I recently (okay, a year ago) joined Second Life. If you don’t know what second life is, it’s a computer program where you choose a little person to represent you in a computer generated world. You can pretty do whatever you want there. True, there are a LOT of people that just go on there to have some sort of freaky BDSM sex or something along those lines. I chose a different route. I joined a Star Trek fangroup… please don’t click onto another site yet. I’m not going to you with long-winded star trek information. I do enough of that in the group. 😀
I bring it up because something interesting happened. For some reason I chose to appear as a man. The truth is, most people go the opposite, men pretending to be women. I don’t know why this is. The reason I chose a male avatar was…. as I said, I don’t know. In role playing, you can pretty much be anyone. I chose my little Vulcan guy.

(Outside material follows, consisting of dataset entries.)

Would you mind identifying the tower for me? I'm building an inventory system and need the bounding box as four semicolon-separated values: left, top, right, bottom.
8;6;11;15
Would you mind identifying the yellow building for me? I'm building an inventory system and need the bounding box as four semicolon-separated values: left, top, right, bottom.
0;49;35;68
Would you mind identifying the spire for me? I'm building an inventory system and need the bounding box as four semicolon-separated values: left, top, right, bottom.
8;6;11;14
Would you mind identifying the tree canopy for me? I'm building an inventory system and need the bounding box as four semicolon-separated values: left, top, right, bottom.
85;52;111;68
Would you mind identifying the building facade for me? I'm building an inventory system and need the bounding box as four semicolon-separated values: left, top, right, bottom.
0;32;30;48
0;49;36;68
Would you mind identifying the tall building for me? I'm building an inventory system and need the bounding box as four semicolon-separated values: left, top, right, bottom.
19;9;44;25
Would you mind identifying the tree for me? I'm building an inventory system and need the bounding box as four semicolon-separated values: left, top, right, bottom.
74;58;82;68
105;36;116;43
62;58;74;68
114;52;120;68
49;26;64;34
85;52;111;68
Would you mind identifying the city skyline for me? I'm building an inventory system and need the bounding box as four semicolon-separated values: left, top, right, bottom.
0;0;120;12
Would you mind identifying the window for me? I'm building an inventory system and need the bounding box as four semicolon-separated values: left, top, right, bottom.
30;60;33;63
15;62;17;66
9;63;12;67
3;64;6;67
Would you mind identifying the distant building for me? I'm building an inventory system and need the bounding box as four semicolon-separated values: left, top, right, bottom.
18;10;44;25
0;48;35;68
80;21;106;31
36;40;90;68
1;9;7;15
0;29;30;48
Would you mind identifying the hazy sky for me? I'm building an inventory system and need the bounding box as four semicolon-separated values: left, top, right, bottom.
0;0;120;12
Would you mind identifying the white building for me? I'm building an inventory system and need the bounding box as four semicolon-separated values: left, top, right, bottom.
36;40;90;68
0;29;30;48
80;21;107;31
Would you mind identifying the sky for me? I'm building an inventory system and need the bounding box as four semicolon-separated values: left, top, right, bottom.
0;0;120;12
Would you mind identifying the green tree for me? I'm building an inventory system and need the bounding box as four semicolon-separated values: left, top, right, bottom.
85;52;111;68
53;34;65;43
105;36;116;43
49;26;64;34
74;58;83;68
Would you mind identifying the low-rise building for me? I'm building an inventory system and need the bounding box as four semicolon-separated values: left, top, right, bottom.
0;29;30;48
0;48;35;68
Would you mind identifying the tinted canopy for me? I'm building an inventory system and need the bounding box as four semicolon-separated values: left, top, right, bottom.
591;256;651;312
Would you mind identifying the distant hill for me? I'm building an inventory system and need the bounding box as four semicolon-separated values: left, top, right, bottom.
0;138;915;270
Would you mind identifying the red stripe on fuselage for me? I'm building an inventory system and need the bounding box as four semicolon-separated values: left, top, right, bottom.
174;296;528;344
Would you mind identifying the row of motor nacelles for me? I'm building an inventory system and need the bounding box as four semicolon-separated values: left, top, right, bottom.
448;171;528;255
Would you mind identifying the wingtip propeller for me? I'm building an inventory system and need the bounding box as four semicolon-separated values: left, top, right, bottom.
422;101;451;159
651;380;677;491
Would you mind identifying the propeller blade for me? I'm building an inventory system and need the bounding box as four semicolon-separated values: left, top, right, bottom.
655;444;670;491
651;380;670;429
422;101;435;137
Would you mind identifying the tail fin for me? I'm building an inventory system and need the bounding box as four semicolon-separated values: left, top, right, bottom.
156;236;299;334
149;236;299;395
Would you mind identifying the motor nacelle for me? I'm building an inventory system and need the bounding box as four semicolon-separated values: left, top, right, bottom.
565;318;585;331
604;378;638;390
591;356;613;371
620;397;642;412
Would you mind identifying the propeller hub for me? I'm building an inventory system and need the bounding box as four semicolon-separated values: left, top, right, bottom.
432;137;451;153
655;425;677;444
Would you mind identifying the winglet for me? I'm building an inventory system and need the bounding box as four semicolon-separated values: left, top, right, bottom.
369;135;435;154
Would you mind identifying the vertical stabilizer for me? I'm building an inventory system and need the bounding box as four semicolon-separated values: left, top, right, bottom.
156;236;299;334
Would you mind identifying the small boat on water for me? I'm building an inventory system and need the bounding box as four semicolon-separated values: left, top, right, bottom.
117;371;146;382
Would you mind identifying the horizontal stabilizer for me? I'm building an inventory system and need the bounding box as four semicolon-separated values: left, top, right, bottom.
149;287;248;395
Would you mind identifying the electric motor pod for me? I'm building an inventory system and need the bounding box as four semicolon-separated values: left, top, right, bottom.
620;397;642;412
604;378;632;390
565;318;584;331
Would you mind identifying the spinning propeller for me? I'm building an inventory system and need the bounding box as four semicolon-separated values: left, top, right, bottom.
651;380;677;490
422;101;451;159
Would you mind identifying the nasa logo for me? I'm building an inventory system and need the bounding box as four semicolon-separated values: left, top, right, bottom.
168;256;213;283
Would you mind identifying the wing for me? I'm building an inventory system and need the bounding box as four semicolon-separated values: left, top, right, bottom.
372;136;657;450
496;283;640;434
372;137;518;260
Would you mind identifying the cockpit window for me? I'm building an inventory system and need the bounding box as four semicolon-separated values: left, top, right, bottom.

Then my second life made my real life a bit complicated. I got a crush on someone. The catch is he thought I was a guy. He was straight. So I just sat around with my crush and didn’t say a word. We were really good friends though.
Then I told him that in real life I was a woman. I still am not entirely sure why I did this. It turns out that he really liked me. After finding out I was really a woman, he got a crush on me back, and pretty quickly too. Long story short, we’ve grown very close since we first met, and are madly and nauseatingly in love. He’ll be moving to my town as a result.
It’s interesting. If I had met him in person first, he probably would never have gotten to know me. My autistic problems would have made that close to impossible. But he got to know the real me through a fake me. That is ironic. I was fully myself. No inhibitions, no worrying if I was doing the right thing, none of the social rules and faux pas that I normally have to deal with, but I was just me.
In life, I am NOT popular. My only close friends I don’t even see anymore. My best friend got a boyfriend, and I have seen her twice in the year since. And yet in this online world, I have more people to talk to than I can sometimes handle. Sure, they’re probably just aquaintances, but I don’t have any in life.
I suppose that just goes to show how much NT people rely on how well you communicate. People say that they don’t judge people, instead liking a person based on their personality, intelligence, or sense of humor. I believe I am proof that this is not really true. In person, I do everything wrong socially, say the wrong things, make people mad and uncomfortable, and am always left alone. In this metaverse, I am popular, well liked, and given respect. People come to me with their problems because I know just what to say and how to help them.
Why does this happen?? How is it possible for me to be the same in both places with totally different results. I’ll say this much, at least people in both worlds would describe me as weird. I guess I’m weird no matter where I go.